A Machine Learning Approach for Vulnerability Curation
ACM SIGSOFT Distinguished Paper AwardMSR - Technical Paper
Central to software composition analysis is a database of vulnerabilities of open-source libraries. Security researchers curate this database from various data sources, including bug tracking systems, commits, and mailing lists. In this article, we report the design and implementation of a machine learning system to help the curation by automatically predicting the vulnerability-relatedness of each data item. It supports a complete pipeline from data collection, model training and prediction, to the validation of new models before deployment. It is executed iteratively to generate better models as new input data become available.
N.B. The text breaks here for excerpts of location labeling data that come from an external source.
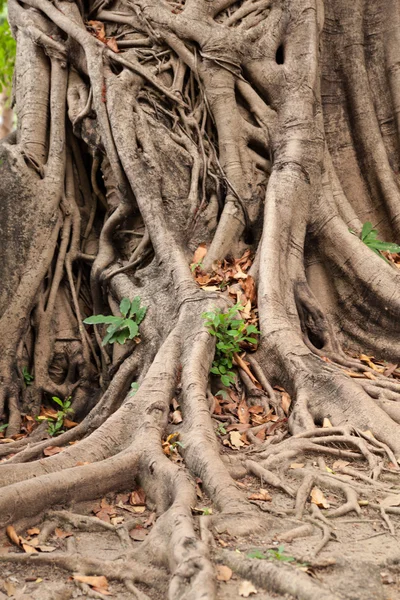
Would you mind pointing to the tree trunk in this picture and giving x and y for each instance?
(144, 130)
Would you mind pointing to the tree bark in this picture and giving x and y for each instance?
(268, 126)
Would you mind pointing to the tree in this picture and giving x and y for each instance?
(144, 130)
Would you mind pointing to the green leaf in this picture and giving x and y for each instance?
(140, 315)
(98, 319)
(256, 554)
(125, 306)
(366, 230)
(385, 247)
(225, 380)
(132, 326)
(134, 306)
(121, 336)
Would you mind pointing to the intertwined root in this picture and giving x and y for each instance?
(274, 466)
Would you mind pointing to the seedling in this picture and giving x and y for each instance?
(221, 429)
(28, 378)
(278, 554)
(121, 328)
(231, 333)
(369, 236)
(56, 423)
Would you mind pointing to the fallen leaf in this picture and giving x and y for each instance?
(177, 417)
(52, 450)
(262, 495)
(62, 534)
(318, 498)
(235, 439)
(112, 44)
(28, 548)
(138, 498)
(13, 535)
(246, 588)
(224, 573)
(10, 588)
(243, 411)
(138, 534)
(199, 254)
(98, 581)
(285, 402)
(392, 500)
(98, 28)
(46, 548)
(339, 464)
(249, 288)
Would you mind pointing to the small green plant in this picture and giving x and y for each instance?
(369, 236)
(121, 328)
(221, 430)
(278, 554)
(231, 333)
(56, 423)
(28, 378)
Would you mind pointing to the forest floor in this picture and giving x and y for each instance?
(355, 563)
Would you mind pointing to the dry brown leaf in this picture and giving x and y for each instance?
(44, 548)
(98, 28)
(392, 500)
(243, 411)
(62, 534)
(367, 359)
(262, 495)
(9, 588)
(98, 581)
(235, 439)
(28, 548)
(246, 589)
(285, 402)
(318, 498)
(199, 254)
(339, 464)
(138, 498)
(249, 288)
(52, 450)
(177, 417)
(138, 534)
(112, 44)
(13, 535)
(224, 573)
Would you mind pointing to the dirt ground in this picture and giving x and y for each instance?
(360, 561)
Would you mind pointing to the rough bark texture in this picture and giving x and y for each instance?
(272, 125)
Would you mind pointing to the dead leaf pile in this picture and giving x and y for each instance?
(29, 544)
(98, 30)
(98, 583)
(231, 278)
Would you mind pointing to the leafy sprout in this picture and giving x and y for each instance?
(369, 236)
(121, 328)
(230, 333)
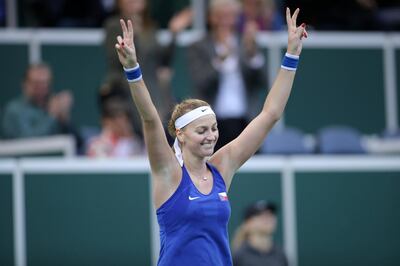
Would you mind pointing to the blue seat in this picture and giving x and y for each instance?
(286, 141)
(339, 140)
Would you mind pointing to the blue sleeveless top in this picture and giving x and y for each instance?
(194, 226)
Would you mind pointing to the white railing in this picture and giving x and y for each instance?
(63, 144)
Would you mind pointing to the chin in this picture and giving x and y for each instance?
(208, 151)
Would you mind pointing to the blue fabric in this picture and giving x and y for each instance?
(290, 62)
(194, 226)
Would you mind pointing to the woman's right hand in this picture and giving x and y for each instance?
(125, 46)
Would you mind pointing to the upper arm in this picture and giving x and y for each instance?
(233, 155)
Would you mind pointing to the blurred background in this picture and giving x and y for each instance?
(74, 178)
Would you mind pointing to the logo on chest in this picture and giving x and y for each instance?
(223, 196)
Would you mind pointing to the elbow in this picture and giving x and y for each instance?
(274, 114)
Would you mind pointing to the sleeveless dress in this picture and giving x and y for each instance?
(194, 226)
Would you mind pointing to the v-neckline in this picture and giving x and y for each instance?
(197, 189)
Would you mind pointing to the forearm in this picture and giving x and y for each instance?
(279, 94)
(143, 102)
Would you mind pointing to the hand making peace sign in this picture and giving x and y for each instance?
(125, 46)
(295, 34)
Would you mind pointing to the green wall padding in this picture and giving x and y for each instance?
(88, 219)
(6, 221)
(12, 66)
(338, 86)
(398, 84)
(348, 219)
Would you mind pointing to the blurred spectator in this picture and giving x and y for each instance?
(228, 71)
(117, 138)
(263, 12)
(155, 59)
(253, 241)
(349, 14)
(38, 112)
(63, 13)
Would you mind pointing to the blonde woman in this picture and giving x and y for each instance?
(191, 182)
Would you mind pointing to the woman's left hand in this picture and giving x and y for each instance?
(295, 33)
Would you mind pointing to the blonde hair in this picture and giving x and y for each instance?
(181, 109)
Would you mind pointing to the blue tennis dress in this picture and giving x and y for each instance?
(194, 226)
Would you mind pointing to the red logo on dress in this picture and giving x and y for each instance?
(223, 196)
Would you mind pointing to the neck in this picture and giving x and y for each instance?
(196, 166)
(260, 242)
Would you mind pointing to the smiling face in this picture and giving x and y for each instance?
(200, 136)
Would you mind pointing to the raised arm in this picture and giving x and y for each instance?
(162, 160)
(234, 154)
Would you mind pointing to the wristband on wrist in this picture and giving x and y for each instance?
(290, 62)
(133, 74)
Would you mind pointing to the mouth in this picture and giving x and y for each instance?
(208, 145)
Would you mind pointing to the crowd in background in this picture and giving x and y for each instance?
(227, 68)
(321, 15)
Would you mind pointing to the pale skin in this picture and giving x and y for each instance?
(198, 138)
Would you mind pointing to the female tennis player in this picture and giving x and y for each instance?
(190, 181)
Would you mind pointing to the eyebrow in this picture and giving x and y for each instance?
(201, 127)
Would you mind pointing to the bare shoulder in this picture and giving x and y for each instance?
(165, 183)
(220, 160)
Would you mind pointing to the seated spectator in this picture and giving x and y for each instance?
(228, 71)
(117, 138)
(253, 241)
(38, 112)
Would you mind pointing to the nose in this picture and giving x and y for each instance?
(212, 136)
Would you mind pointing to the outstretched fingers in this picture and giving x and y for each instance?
(294, 17)
(288, 18)
(130, 30)
(124, 29)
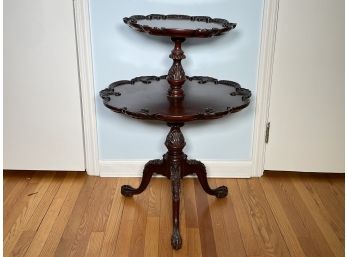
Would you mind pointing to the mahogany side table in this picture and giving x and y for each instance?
(175, 99)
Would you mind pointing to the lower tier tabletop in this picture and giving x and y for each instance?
(146, 98)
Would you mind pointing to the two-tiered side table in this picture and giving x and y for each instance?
(175, 99)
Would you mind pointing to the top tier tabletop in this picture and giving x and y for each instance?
(179, 25)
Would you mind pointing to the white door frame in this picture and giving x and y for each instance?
(83, 36)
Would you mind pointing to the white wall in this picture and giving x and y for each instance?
(121, 53)
(307, 100)
(42, 112)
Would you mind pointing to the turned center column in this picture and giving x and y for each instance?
(175, 158)
(176, 74)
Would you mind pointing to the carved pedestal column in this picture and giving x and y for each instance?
(176, 74)
(175, 158)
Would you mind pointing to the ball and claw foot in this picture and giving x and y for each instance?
(221, 192)
(127, 191)
(176, 240)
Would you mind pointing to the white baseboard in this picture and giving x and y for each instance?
(215, 169)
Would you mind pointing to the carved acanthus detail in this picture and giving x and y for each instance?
(176, 72)
(175, 138)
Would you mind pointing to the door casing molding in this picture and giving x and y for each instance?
(115, 168)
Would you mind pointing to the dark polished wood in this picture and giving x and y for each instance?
(176, 98)
(179, 25)
(176, 74)
(175, 166)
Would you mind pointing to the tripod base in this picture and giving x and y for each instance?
(175, 166)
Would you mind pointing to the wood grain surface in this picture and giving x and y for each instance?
(72, 214)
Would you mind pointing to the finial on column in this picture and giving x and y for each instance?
(176, 74)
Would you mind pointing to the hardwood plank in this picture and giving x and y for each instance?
(330, 200)
(282, 219)
(103, 212)
(123, 243)
(22, 244)
(250, 242)
(204, 222)
(52, 213)
(114, 221)
(94, 244)
(280, 214)
(24, 201)
(13, 190)
(230, 226)
(92, 220)
(316, 209)
(193, 243)
(11, 178)
(151, 237)
(309, 235)
(41, 210)
(165, 230)
(30, 205)
(61, 221)
(264, 225)
(71, 229)
(218, 222)
(139, 228)
(183, 229)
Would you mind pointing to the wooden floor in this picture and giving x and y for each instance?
(71, 214)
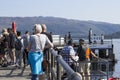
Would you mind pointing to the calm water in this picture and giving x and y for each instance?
(116, 43)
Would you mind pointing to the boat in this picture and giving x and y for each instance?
(101, 68)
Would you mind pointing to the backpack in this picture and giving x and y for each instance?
(4, 42)
(82, 52)
(66, 53)
(18, 44)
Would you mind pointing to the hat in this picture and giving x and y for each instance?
(70, 42)
(4, 31)
(37, 28)
(81, 41)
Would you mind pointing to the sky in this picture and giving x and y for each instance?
(96, 10)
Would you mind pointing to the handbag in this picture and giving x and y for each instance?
(44, 62)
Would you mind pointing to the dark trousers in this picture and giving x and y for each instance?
(25, 56)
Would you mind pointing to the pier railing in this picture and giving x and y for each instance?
(57, 65)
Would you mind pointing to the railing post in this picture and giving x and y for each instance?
(58, 69)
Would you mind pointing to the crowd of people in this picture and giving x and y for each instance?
(29, 49)
(19, 51)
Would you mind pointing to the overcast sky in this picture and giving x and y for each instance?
(97, 10)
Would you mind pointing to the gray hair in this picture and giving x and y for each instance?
(37, 28)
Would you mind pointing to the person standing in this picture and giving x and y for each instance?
(37, 43)
(11, 46)
(46, 51)
(18, 49)
(44, 31)
(4, 46)
(26, 38)
(84, 53)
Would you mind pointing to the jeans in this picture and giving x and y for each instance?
(35, 77)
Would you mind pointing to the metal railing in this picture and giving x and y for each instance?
(99, 68)
(54, 71)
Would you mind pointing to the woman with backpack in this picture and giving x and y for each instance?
(37, 43)
(4, 47)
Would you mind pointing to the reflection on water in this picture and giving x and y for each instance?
(116, 43)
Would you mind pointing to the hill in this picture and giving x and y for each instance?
(61, 25)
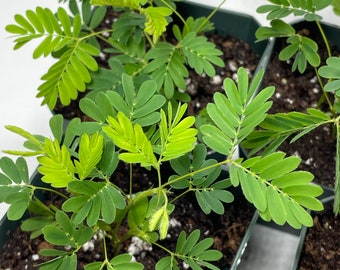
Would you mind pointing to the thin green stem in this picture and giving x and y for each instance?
(337, 169)
(50, 190)
(180, 195)
(131, 181)
(174, 11)
(211, 15)
(324, 38)
(190, 174)
(324, 94)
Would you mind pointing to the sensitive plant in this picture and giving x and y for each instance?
(302, 51)
(139, 117)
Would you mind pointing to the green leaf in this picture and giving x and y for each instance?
(131, 139)
(156, 22)
(236, 114)
(273, 187)
(278, 28)
(56, 166)
(195, 252)
(201, 54)
(93, 201)
(90, 153)
(177, 136)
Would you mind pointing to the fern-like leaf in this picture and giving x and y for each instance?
(156, 22)
(331, 71)
(201, 54)
(93, 201)
(119, 3)
(278, 127)
(167, 67)
(15, 186)
(192, 251)
(132, 139)
(283, 8)
(56, 165)
(177, 136)
(120, 262)
(236, 114)
(210, 191)
(71, 72)
(69, 75)
(90, 153)
(277, 191)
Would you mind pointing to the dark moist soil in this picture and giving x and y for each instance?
(296, 92)
(226, 230)
(322, 246)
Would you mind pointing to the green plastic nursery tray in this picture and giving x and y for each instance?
(227, 23)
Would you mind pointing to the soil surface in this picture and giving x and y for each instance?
(322, 246)
(297, 92)
(226, 230)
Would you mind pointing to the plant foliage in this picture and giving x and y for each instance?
(137, 119)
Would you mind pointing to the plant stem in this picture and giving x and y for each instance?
(50, 190)
(336, 206)
(190, 174)
(206, 20)
(324, 95)
(324, 38)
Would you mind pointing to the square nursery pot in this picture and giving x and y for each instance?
(297, 92)
(227, 24)
(285, 240)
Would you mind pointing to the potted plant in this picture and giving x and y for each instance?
(141, 123)
(300, 50)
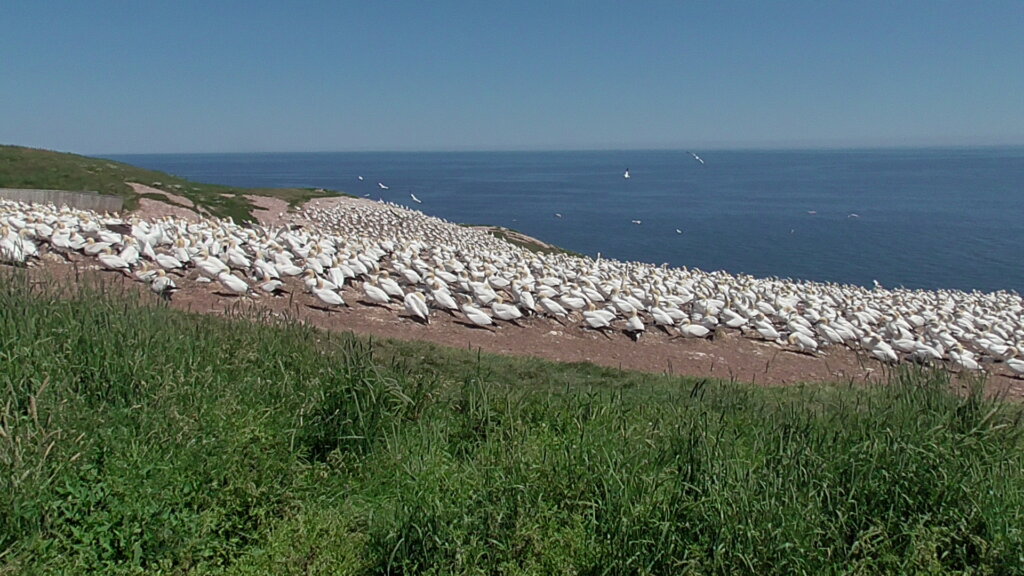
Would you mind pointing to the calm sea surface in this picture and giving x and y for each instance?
(921, 218)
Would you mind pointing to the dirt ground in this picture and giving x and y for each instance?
(728, 356)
It is enhanced by self-training to significantly and automatically increase the size of the training dataset, opportunistically maximizing the improvement in the models’ quality at each iteration. We devised new “deployment stability” metric to evaluate the quality of the new models before deployment into production. We experimentally evaluate the improvement in the performance of the models in one iteration, with 27.59% maximum PR AUC improvements. Ours is the first of such study across a variety of data sources. We discover that the addition of the features of the corresponding commits to the features of issues/pull requests improve the precision for the recall values that matter. We demonstrate the effectiveness of self-training alone, with 10.50% PR AUC improvement, and we discover that there is no uniform ordering of word2vec parameters sensitivity across data sources. We show how the deployment stability metric helped to discover an error.